On February 7, 2016, Sporting News asked, “Did Marshawn Lynch just announce his retirement on Twitter?”
Yes. Yes, he did.
A man of few words, Marshawn Lynch took to Twitter to broadcast the (at the time) end of his career by simply posting a “peace sign” emoji and a photo of a pair of football cleats hanging from a telephone wire. I can’t imagine a more perfectly designed declaration of retirement for an athlete known for his refusal to answer questions from the media. Would it have been authentic for Lynch to hold a press conference? Not at all. Would it have made sense to write a longwinded social media diatribe reminiscing on his career? Not for an athlete who keeps his private life private. Would it have been genuine for Lynch to suddenly change his laid-back, playful tone and personality? It’s just not who he is. Peace sign. Hanging cleats. Goodbye, football. Perfect.

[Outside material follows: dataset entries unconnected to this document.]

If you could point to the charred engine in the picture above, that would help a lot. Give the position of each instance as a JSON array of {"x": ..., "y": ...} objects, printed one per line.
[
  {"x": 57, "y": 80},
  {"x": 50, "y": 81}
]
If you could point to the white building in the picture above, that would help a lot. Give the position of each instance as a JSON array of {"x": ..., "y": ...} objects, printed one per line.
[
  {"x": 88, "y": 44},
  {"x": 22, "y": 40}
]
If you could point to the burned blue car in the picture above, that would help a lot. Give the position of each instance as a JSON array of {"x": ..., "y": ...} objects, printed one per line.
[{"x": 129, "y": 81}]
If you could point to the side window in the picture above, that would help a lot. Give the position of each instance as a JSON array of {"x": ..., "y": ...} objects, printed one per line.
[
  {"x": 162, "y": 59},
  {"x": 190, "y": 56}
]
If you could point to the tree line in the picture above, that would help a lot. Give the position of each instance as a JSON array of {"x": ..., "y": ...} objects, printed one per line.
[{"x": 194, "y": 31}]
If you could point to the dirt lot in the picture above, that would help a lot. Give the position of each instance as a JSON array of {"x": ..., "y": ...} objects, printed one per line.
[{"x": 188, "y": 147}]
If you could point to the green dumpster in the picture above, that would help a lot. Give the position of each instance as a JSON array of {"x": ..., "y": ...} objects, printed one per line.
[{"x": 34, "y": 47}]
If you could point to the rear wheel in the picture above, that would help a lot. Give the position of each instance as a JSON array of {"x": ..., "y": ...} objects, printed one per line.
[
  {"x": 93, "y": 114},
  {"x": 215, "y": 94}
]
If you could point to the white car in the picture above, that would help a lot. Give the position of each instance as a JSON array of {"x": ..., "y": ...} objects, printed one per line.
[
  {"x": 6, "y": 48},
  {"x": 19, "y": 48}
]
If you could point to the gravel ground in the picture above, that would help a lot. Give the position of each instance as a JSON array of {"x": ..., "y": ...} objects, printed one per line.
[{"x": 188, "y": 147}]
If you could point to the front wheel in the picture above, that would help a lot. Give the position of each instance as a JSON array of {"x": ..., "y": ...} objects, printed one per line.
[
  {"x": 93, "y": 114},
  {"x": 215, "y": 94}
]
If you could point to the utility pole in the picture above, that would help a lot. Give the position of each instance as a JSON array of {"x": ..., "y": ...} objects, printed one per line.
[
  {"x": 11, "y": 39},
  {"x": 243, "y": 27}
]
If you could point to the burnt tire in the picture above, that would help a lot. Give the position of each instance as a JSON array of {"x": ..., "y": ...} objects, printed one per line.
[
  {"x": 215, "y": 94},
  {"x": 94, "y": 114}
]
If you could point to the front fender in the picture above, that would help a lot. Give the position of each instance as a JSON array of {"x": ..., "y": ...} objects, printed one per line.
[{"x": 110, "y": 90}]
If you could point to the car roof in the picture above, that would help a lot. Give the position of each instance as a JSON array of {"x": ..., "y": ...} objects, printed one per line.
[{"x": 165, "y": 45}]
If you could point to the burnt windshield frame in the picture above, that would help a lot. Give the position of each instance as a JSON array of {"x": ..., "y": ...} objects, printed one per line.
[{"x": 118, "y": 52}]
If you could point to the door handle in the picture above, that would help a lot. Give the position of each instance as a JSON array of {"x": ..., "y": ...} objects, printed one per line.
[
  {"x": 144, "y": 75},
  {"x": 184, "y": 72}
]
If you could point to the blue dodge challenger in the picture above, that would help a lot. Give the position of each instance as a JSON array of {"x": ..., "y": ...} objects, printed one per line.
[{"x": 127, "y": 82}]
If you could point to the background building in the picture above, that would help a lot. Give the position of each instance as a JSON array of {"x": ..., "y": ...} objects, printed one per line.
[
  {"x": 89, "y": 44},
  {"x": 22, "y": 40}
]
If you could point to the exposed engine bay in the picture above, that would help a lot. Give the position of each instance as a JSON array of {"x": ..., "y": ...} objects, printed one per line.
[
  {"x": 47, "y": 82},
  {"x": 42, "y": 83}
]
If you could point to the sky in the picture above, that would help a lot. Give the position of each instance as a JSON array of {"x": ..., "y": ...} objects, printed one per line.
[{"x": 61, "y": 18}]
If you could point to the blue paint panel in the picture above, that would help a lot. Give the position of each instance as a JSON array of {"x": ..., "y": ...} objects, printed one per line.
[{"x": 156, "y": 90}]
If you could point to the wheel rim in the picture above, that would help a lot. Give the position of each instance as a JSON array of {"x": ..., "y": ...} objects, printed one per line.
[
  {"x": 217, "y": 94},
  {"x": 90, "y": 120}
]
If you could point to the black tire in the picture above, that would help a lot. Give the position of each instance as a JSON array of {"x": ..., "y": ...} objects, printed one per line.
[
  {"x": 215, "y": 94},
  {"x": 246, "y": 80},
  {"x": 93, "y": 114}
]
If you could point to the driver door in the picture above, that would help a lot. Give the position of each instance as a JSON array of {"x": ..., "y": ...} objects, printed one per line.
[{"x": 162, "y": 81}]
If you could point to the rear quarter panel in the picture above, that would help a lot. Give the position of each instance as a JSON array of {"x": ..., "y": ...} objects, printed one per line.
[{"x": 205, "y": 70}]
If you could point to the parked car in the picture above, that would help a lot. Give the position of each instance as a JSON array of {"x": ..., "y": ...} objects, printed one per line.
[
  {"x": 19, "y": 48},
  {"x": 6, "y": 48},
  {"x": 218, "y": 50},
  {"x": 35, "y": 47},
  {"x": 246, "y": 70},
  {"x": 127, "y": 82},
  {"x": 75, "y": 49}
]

The results reflected the execution as Lynch’s tweet generated over 200,000 retweets and over 200,000 likes. Right story, right platform. Compare that to the 21,000 likes Baltimore wide receiver Steve Smith received on an Instagram post hinting to his own retirement. Right story, wrong platform.
Match your story and content with the right social media outlet and watch as your news spreads. Pick the wrong space and watch it fade into obscurity.